You after your midterms.

You after your midterms.

If you didn’t read our post heralding the arrival of Autumn yesterday, this question might serve as a seasonal shock. Well, it might serve as a shock, regardless. Fall color, after all, is so blasé—just like all the people responding “pumpkin spice”. There’s no other way to describe the complete and utter dominance of consumerism in our “culture”.

Outside Butler

“Pumpkin spice lube.”

“No.”

“Menthol.”

Butler Cafe

“McDonald’s apple pie. Oh, and hotdogs.”

“Salted caramel.”

“SAGE!”

“You guys are all naming scents. Mine? Mine is cinnamon.”

“Apple cider mimosa.”

“Flavor? Hmmmm those new Starbucks flavors are good.”

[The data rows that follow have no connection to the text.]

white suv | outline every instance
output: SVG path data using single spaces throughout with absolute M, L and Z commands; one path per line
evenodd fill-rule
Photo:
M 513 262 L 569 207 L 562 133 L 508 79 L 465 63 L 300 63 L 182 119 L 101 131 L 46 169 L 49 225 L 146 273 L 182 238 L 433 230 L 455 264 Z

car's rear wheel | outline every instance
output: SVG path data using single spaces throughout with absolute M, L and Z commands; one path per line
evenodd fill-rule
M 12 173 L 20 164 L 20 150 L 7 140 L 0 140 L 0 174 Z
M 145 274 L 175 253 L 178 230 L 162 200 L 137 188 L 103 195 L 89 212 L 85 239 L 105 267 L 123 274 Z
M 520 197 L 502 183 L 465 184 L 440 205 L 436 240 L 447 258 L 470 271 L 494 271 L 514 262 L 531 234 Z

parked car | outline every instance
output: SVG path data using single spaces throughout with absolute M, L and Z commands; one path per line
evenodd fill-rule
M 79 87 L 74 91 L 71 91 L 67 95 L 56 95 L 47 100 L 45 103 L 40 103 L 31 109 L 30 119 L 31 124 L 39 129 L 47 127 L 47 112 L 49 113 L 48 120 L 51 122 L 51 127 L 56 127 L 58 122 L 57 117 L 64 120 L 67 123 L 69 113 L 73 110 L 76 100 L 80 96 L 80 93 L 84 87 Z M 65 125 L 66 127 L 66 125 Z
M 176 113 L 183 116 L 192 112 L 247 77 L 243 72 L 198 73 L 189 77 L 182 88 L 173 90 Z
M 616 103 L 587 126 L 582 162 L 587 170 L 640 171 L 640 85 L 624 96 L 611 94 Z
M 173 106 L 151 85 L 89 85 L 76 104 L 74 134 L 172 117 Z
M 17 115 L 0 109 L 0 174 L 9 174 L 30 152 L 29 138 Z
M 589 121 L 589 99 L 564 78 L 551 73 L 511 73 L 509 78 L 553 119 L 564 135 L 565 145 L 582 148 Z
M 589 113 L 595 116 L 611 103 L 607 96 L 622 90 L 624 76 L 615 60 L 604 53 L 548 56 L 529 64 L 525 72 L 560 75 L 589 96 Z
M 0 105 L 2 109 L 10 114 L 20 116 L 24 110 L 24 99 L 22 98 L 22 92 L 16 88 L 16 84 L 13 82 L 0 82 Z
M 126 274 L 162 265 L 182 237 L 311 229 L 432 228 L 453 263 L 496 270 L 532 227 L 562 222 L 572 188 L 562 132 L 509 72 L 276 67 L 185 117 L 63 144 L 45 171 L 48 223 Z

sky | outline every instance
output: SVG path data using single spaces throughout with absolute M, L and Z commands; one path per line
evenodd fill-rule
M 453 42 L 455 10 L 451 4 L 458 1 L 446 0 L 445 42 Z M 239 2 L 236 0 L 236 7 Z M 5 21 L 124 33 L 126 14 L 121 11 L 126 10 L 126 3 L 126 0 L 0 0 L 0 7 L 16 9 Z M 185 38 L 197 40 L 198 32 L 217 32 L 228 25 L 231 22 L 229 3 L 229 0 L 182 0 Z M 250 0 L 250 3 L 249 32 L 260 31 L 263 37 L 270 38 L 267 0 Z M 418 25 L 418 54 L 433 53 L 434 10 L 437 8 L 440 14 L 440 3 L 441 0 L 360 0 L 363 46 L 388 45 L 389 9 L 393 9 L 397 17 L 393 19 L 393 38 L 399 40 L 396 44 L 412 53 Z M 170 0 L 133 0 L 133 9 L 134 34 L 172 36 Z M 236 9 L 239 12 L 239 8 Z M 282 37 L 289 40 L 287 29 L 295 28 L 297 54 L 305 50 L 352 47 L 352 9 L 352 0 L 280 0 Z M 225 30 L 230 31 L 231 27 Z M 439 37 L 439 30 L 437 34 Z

“A chili vodka margarita I had the other night.”

Butler 2

“London fog.”

“Pumpkin spice latte.”

“I don’t really have an answer.”

“Apples.”

“Vanilla.”

“Maple.”

“Caramel.”

Butler 3

“Spiced cider.”

“Pumpkin but not pumpkin spice anything. Just plain.”

“Maybe maple or cinnamon but those are kinda year round.”

“Not mint.”

“Despair.”

Butler 8

“I like the tickling of my nose from snow on a cold day.”